REPRESENTATIVES OF THE SENATE Republican High-Tech Task Force recently toured Silicon Valley to get a better handle on the technocrats' election-year concerns. And much to the feds' surprise, the number-one issue has nothing to do with technology.
Instead, the hot topic is accounting. The Valley is agonizing over a new pair of proposed accounting standards that, if adopted, would change how companies report stock-based compensation, mergers and acquisitions to the IRS. These proposals -- currently under review by the Financial Accounting Standards Board (FASB), the private sector organization that writes the rules for number crunchers -- haven't received a lot of publicity...yet. Here are the proposals and why business leaders don't like them:
Stock options: The FASB is proposing that companies that reprice their employee stock options (a common corporate carrot offered to employees following a market dip) record these new values as a variable plan expense.
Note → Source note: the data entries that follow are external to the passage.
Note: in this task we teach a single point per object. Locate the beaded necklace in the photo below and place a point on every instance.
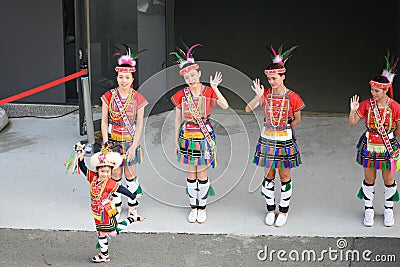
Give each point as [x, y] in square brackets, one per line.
[116, 115]
[199, 102]
[97, 196]
[382, 122]
[271, 117]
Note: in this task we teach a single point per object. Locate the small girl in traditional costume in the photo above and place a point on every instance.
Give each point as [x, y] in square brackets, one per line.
[122, 124]
[101, 189]
[277, 148]
[194, 134]
[378, 148]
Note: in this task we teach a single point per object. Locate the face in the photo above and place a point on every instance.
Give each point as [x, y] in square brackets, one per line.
[124, 80]
[378, 93]
[104, 172]
[192, 78]
[275, 80]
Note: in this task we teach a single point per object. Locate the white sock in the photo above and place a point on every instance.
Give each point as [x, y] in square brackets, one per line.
[369, 191]
[202, 194]
[117, 197]
[103, 242]
[390, 192]
[286, 194]
[192, 191]
[132, 186]
[268, 190]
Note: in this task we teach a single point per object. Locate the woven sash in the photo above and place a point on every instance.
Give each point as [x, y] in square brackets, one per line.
[394, 154]
[195, 113]
[128, 125]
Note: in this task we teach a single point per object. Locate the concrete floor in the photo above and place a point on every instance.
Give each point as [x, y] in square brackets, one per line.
[36, 192]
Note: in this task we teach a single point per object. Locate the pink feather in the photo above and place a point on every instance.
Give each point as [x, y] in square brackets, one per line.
[190, 50]
[273, 51]
[116, 54]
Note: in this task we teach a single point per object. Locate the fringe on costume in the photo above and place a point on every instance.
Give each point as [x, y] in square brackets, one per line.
[276, 154]
[373, 160]
[196, 151]
[122, 147]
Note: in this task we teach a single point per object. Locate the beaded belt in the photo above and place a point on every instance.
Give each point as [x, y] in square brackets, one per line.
[120, 138]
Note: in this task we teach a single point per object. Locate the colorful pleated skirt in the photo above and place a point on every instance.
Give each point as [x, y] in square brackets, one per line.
[123, 146]
[277, 154]
[195, 150]
[373, 160]
[109, 225]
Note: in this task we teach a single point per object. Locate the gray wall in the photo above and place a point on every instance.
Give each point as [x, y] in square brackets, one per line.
[32, 49]
[342, 43]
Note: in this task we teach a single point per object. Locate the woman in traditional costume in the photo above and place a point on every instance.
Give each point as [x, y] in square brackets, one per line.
[122, 124]
[101, 189]
[378, 148]
[277, 148]
[194, 135]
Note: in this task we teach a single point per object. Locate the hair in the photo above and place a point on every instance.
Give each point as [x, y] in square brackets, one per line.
[98, 168]
[188, 64]
[275, 66]
[380, 79]
[125, 65]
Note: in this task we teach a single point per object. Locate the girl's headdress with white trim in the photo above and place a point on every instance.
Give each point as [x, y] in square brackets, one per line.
[388, 72]
[126, 59]
[185, 60]
[279, 57]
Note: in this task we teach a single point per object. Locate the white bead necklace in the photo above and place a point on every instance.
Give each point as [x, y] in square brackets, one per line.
[271, 113]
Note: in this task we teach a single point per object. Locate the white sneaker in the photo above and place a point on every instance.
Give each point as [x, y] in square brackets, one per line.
[369, 217]
[270, 218]
[192, 216]
[133, 212]
[388, 217]
[281, 219]
[119, 210]
[201, 215]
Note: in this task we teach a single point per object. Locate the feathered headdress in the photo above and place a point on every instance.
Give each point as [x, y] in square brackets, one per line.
[279, 57]
[388, 72]
[129, 59]
[185, 58]
[106, 158]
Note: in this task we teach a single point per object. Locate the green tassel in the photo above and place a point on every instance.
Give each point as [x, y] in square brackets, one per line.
[396, 197]
[360, 194]
[211, 191]
[288, 186]
[139, 190]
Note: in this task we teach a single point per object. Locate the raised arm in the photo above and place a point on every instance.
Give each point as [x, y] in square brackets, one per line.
[258, 89]
[214, 82]
[123, 190]
[354, 105]
[104, 122]
[178, 121]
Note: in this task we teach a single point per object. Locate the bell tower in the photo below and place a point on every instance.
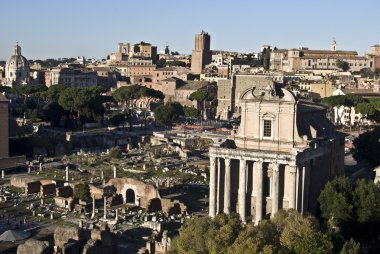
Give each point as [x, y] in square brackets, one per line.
[333, 45]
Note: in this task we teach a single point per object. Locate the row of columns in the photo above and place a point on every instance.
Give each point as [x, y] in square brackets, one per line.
[294, 182]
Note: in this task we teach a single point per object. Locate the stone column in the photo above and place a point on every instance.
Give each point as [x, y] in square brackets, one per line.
[259, 191]
[306, 187]
[275, 188]
[105, 208]
[93, 207]
[218, 189]
[67, 173]
[292, 187]
[303, 189]
[242, 188]
[298, 189]
[227, 186]
[212, 206]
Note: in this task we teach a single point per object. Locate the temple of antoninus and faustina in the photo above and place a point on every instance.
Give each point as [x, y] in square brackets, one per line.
[283, 153]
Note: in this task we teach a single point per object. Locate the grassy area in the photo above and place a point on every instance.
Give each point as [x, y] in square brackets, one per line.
[15, 190]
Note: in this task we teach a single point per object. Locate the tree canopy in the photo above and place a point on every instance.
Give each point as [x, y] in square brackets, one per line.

In other words, if Company X wants to lower its options price so its employees can buy more stock, then the company would have to record as an expense the difference between the new, lower price and any later increase in the share's value. CEOs naturally are averse to taking this hit. They also feel it puts a crimp in their abilities to recruit and retain workers.
M&As: The FASB is also exploring whether to adopt an international standard for taxing M&As. The purchase method would replace pooling of interests, which most high-tech companies now use. The difference? With the pooling method, principals in a merger or acquisition combine their assets and take a one-time, upfront tax charge against earnings for "goodwill expenses" -- the estimated value of the acquired company's in-process research and development and other intangibles. But under the rules of the purchase method, companies would have to assign specific dollar values to intangible assets, such as R&D, and then amortize those costs over future earnings for up to 20 years. Proponents say the purchase method is a more accurate representation of the true cost of a takeover, but the CEOs fear it might discourage M&A activity because a post-merger reduction in earnings would be discouraging to analysts and investors alike.
Right now, both issues are mired in the usual hearings, but expect to hear more about them. After all, the high-tech task force wouldn't have come to the Valley if it wasn't looking for high-tech cash. And that cash won't be forthcoming unless legislators attend to these FASB regs.